Retour à la maison sous la pluie.

Ma compagne est surprise mais ravie de recevoir un bouquet chatoyant, coloré et parfumé.

On raconte sa journée.... mais pas tout.

Je pose une goutte d’eau sur une feuille,

(j’y pense encore)

non, ce n’était pas la fleuriste.

 

Les semaines passent. Toujours le même bus, ensuite toujours le même chemin à pied, les mêmes boutiques, les mêmes heures, les mêmes gens, la même grisaille.
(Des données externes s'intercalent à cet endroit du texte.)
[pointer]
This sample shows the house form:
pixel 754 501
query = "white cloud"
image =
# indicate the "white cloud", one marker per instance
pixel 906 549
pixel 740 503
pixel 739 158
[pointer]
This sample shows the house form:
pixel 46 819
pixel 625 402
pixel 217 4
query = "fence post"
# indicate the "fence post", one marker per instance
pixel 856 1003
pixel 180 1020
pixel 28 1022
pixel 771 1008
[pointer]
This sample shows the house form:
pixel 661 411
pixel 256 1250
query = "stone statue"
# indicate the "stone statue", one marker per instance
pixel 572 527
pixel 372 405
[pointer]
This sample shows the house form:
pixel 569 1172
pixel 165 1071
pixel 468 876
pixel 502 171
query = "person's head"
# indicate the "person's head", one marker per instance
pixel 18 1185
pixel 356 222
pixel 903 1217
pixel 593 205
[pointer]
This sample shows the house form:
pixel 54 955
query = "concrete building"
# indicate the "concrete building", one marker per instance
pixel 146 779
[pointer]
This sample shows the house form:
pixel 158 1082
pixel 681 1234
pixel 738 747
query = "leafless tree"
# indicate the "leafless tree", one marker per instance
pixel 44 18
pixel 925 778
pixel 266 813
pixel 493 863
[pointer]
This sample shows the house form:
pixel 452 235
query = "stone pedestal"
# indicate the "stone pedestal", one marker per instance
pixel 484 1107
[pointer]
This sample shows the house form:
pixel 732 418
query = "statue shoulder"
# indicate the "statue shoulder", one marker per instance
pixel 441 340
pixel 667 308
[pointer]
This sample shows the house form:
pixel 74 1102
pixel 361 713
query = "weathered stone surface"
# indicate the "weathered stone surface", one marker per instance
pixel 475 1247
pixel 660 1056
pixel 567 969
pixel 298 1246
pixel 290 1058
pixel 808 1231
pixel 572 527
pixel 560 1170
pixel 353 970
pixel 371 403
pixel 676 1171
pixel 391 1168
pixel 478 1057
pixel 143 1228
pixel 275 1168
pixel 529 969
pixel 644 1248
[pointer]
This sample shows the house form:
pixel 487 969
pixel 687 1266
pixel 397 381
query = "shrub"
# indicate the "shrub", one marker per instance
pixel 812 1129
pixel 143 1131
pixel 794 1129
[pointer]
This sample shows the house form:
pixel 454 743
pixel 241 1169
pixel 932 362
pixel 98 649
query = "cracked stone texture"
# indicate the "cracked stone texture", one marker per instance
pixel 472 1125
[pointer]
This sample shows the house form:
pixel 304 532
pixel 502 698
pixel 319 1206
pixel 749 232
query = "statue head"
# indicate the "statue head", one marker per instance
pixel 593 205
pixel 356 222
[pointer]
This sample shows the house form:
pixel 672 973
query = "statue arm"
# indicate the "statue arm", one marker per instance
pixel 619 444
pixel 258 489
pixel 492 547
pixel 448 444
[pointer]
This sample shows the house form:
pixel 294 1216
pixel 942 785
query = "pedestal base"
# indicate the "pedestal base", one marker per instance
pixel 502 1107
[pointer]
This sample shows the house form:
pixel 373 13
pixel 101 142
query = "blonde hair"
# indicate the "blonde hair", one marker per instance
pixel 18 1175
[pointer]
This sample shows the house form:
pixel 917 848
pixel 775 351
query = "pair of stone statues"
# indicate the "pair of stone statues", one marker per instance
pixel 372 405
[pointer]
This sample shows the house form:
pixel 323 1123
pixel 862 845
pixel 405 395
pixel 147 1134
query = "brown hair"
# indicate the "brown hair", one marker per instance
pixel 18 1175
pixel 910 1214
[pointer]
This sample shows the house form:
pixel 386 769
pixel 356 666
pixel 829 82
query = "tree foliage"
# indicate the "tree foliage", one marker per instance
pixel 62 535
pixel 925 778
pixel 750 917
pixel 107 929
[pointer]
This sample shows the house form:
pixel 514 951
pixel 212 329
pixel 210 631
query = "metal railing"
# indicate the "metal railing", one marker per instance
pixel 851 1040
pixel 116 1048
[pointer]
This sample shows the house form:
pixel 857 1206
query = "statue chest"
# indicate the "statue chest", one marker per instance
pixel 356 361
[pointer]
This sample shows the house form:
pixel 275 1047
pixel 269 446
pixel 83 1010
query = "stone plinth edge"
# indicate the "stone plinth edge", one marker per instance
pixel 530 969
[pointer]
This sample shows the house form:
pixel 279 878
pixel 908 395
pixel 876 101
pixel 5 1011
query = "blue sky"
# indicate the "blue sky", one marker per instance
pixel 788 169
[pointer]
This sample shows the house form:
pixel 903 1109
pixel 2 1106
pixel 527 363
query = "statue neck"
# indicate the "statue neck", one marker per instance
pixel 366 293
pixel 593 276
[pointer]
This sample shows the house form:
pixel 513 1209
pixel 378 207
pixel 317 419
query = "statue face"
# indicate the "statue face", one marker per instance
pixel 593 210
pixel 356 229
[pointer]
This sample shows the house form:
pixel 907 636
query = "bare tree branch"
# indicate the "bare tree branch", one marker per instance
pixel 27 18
(Il faudrait vraiment que quelque chose change, comme une fenêtre sur l’avenir, mais je n’ai pas le courage.)

Cette femme, ce visage à nouveau... non, ce n’est pas elle.

Non, ce n’est pas ce clair visage aux yeux verts, cette mèche blonde, cette femme qui avait quelque chose d’un ange.

Mais je n’ai rien su de toi, de ta vie, de ton mystère.

Si j’avais osé, si j’avais parlé, si j’avais délicatement séché cette larme de pluie, aurais-tu partagé mon parapluie ?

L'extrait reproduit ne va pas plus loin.